Anglia po raz pierwszy straciła punkty w eliminacjach do Euro 2024. We Wrocławiu podopieczni Garetha Southgate'a zremisowali 1:1 z Ukrainą. Po meczu pomocnik Declan Rice, który rozegrał cały mecz, zwrócił uwagę na poziom przeciwnika.
"Właściwie ukraińska drużyna mnie nie zaskoczyła. Ukraina to bardzo dobry zespół, pokazali to dzisiaj: dobrze grali i bronili. Zarówno w meczu na Wembley, jak i tutaj.
Na Wembley też było ciężko. Wygraliśmy tam, ale wiedzieliśmy, że musimy dać z siebie wszystko. Ciężko było wygrać, ale przynajmniej zdobyliśmy jeden punkt, który pomoże nam się zakwalifikować.
Ukraina dobrze się broniła. Tak, mieliśmy piłkę przez większość meczu, w ostatnich meczach kontrolowaliśmy piłkę i wygraliśmy 4-0 i 7-0. Atakowaliśmy bardzo dobrze, drużyny siedziały nisko przeciwko nam. A dzisiaj nam się nie udało, więc musimy być lepsi i przygotować się do następnego meczu.

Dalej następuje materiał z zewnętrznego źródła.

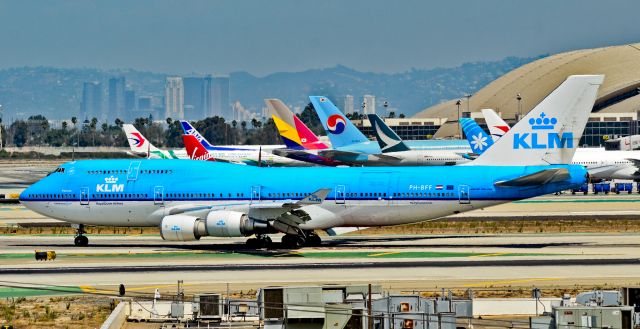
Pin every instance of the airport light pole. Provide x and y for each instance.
(519, 98)
(459, 128)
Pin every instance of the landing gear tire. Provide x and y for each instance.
(313, 240)
(293, 241)
(259, 242)
(81, 241)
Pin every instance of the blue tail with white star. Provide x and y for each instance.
(478, 139)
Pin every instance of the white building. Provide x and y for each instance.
(174, 98)
(348, 104)
(369, 104)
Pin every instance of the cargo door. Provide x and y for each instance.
(158, 195)
(84, 196)
(463, 193)
(134, 168)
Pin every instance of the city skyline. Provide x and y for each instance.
(369, 36)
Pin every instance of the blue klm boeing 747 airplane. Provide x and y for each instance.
(192, 199)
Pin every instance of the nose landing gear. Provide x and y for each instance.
(81, 240)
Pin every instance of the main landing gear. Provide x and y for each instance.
(81, 240)
(260, 241)
(295, 241)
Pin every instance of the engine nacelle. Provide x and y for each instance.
(221, 223)
(182, 228)
(224, 223)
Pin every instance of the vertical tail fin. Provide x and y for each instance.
(195, 149)
(550, 133)
(497, 126)
(340, 130)
(388, 140)
(294, 133)
(478, 138)
(137, 143)
(190, 130)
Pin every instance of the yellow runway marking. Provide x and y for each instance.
(492, 283)
(384, 254)
(489, 255)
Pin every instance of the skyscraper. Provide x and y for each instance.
(207, 96)
(220, 95)
(174, 98)
(348, 104)
(116, 99)
(369, 102)
(91, 105)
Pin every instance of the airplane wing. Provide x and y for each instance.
(285, 216)
(542, 177)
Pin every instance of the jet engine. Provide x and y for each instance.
(221, 223)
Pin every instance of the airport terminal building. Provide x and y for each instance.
(513, 95)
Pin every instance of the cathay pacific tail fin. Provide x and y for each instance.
(550, 133)
(388, 140)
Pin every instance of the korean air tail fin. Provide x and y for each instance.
(478, 138)
(497, 126)
(138, 144)
(550, 132)
(195, 149)
(388, 140)
(294, 133)
(190, 130)
(340, 130)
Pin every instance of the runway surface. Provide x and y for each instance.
(396, 262)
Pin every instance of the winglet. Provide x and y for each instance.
(316, 197)
(388, 140)
(190, 130)
(138, 144)
(195, 149)
(550, 133)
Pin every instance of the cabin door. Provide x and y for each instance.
(158, 195)
(134, 168)
(255, 193)
(463, 193)
(84, 196)
(341, 194)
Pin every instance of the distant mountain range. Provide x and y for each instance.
(56, 92)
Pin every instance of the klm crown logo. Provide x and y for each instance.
(537, 139)
(543, 122)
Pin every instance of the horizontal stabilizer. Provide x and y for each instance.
(542, 177)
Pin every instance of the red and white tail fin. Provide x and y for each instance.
(195, 149)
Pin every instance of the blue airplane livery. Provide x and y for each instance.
(190, 199)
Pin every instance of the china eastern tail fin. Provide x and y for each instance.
(190, 130)
(195, 149)
(388, 140)
(138, 144)
(478, 138)
(340, 130)
(294, 133)
(551, 131)
(497, 126)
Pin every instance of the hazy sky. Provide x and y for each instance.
(265, 36)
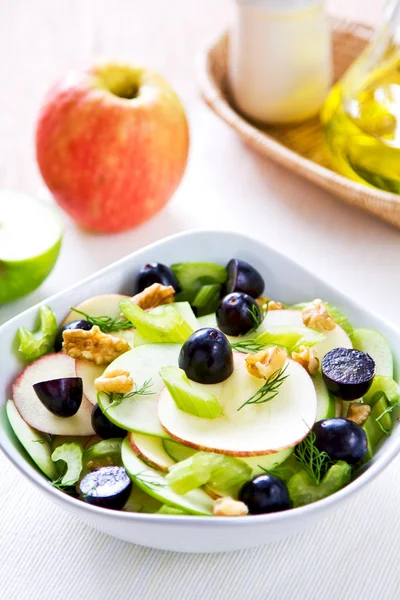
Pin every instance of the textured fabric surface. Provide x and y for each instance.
(46, 554)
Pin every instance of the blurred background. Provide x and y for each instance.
(225, 185)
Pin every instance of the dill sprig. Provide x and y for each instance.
(248, 346)
(388, 410)
(315, 462)
(67, 488)
(269, 390)
(106, 324)
(116, 398)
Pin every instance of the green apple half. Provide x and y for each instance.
(30, 241)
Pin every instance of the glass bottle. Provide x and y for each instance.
(361, 117)
(279, 59)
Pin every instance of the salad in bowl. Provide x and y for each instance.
(199, 394)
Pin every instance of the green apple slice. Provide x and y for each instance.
(97, 306)
(151, 481)
(35, 443)
(151, 449)
(30, 241)
(373, 343)
(259, 464)
(139, 413)
(255, 429)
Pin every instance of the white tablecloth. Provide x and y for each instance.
(46, 554)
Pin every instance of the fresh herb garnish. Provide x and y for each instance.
(106, 324)
(388, 410)
(248, 346)
(315, 462)
(67, 488)
(116, 398)
(146, 480)
(257, 315)
(269, 390)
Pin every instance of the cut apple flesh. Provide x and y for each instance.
(336, 338)
(97, 306)
(151, 481)
(139, 413)
(255, 429)
(151, 449)
(35, 443)
(88, 372)
(51, 366)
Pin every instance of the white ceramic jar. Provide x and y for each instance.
(280, 65)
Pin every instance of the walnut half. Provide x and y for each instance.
(228, 507)
(154, 296)
(316, 316)
(116, 381)
(93, 345)
(265, 363)
(307, 359)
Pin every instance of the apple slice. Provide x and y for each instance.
(35, 443)
(151, 449)
(139, 413)
(30, 241)
(336, 338)
(88, 372)
(97, 306)
(51, 366)
(254, 429)
(151, 481)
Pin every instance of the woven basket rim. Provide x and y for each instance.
(330, 180)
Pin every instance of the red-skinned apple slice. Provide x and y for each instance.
(51, 366)
(89, 371)
(255, 429)
(151, 449)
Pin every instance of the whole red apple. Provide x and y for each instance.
(112, 144)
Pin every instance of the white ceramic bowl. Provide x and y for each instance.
(286, 281)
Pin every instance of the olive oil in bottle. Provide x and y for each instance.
(361, 117)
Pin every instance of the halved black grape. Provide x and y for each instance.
(242, 277)
(108, 487)
(348, 373)
(103, 426)
(341, 439)
(265, 494)
(206, 357)
(62, 397)
(81, 324)
(238, 313)
(156, 273)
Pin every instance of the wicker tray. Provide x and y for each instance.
(299, 147)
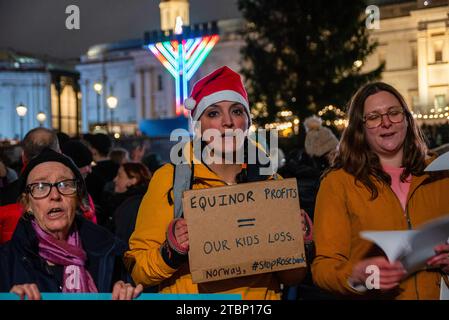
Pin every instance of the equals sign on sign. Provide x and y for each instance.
(246, 222)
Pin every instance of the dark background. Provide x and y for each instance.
(38, 26)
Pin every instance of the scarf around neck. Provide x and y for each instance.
(68, 254)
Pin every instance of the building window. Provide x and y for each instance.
(414, 57)
(160, 84)
(132, 90)
(438, 51)
(439, 56)
(440, 101)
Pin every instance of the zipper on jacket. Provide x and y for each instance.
(410, 228)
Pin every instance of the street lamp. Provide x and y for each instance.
(21, 112)
(41, 117)
(98, 87)
(112, 104)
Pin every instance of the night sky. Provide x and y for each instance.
(38, 26)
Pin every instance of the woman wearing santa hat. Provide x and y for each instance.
(158, 254)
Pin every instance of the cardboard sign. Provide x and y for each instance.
(244, 229)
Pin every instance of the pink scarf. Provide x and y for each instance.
(69, 254)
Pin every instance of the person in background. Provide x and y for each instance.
(53, 249)
(119, 155)
(131, 184)
(377, 182)
(82, 157)
(103, 171)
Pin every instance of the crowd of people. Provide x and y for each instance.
(81, 216)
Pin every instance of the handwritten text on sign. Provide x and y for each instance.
(244, 229)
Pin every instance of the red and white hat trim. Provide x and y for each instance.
(224, 95)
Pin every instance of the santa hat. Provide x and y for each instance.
(223, 84)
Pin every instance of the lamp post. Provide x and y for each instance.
(41, 117)
(98, 87)
(112, 104)
(21, 112)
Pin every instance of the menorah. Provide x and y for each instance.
(182, 58)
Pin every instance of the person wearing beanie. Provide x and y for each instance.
(80, 154)
(53, 249)
(82, 157)
(319, 140)
(159, 246)
(103, 171)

Czy jestem zadowolony z mojego występu? W zasadzie tak, to był dla mnie dobry mecz. To bardzo trudne, kiedy przyjeżdża się grać dla reprezentacji. Za każdym razem, gdy dostawałem piłkę, starałem się jak najlepiej wykorzystać sytuację i przyspieszyć ataki. Będę więc grał dalej, ale dzisiejszy mecz z Ukrainą był dla mnie dobry" - powiedział Rice.